Larry Wells – the very experienced Opera Guy for The Well-Tempered Ear blog  – attended two performances of “Into the Woods” at the Wisconsin Union Theater, and filed this review. (Photos are by Beau Meyer for the UW-Madison Department of Theatre and Drama.)

By Larry Wells

The University Theatre and University Opera’s recent joint production of “Into the Woods” was a feast for fans of Stephen Sondheim (below). It was a complete theatrical experience with excellent singing, a nuanced orchestral accompaniment, skilled acting and enchanting staging.

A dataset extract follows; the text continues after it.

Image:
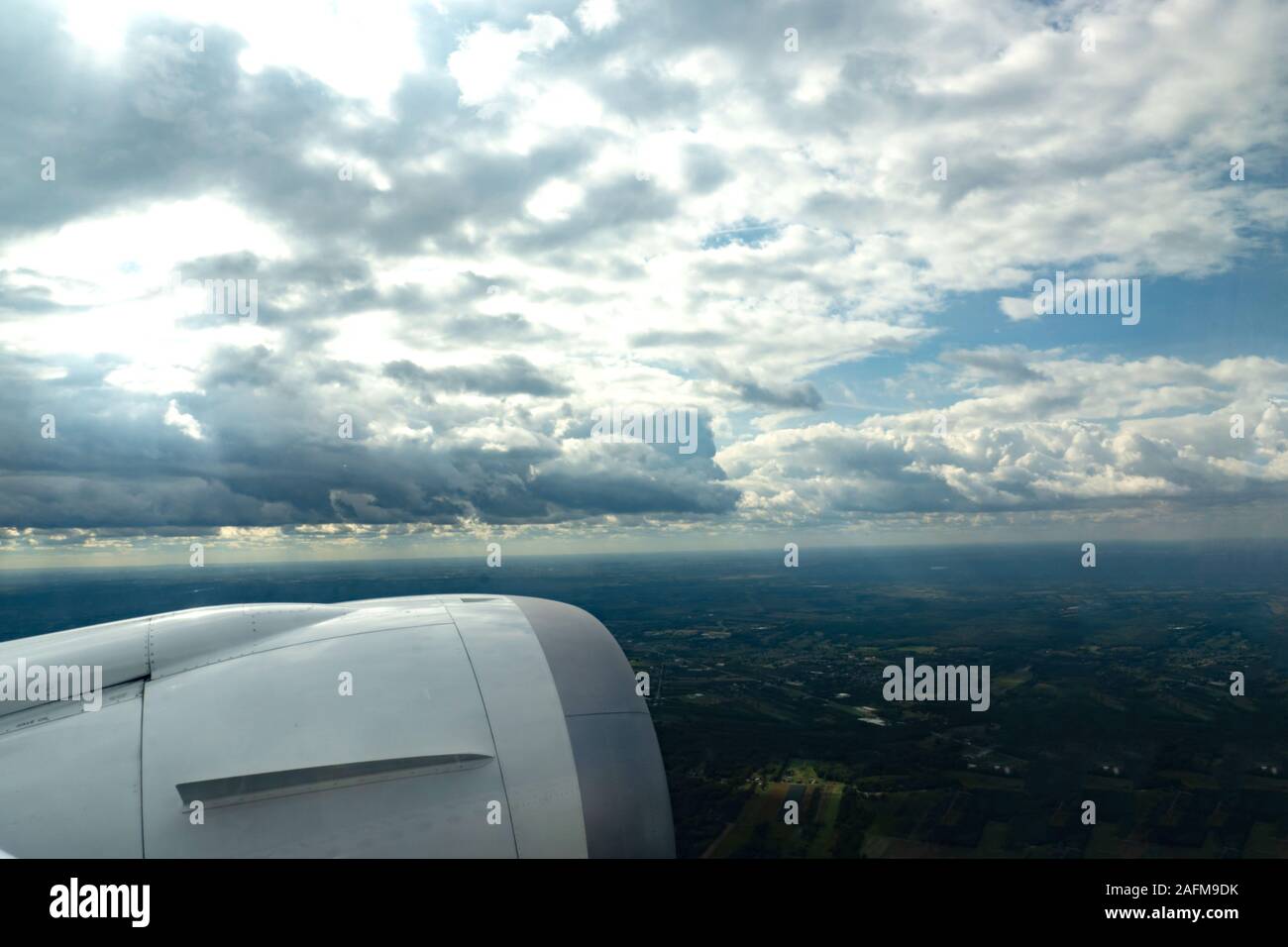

The nearly three-hour work is an amalgamation of several well-known fairy tales exploring themes such as parent-child relationships, loss of innocence, self-discovery, the consequences of wishes being fulfilled, and death – but all in an amusing, literate, fast-paced kaleidoscope of witty dialogue, catchy music and sophisticated lyrics.

The production employed an attractive, ever-changing set, designed by John Drescher, that was vaguely reminiscent of Maurice Sendak.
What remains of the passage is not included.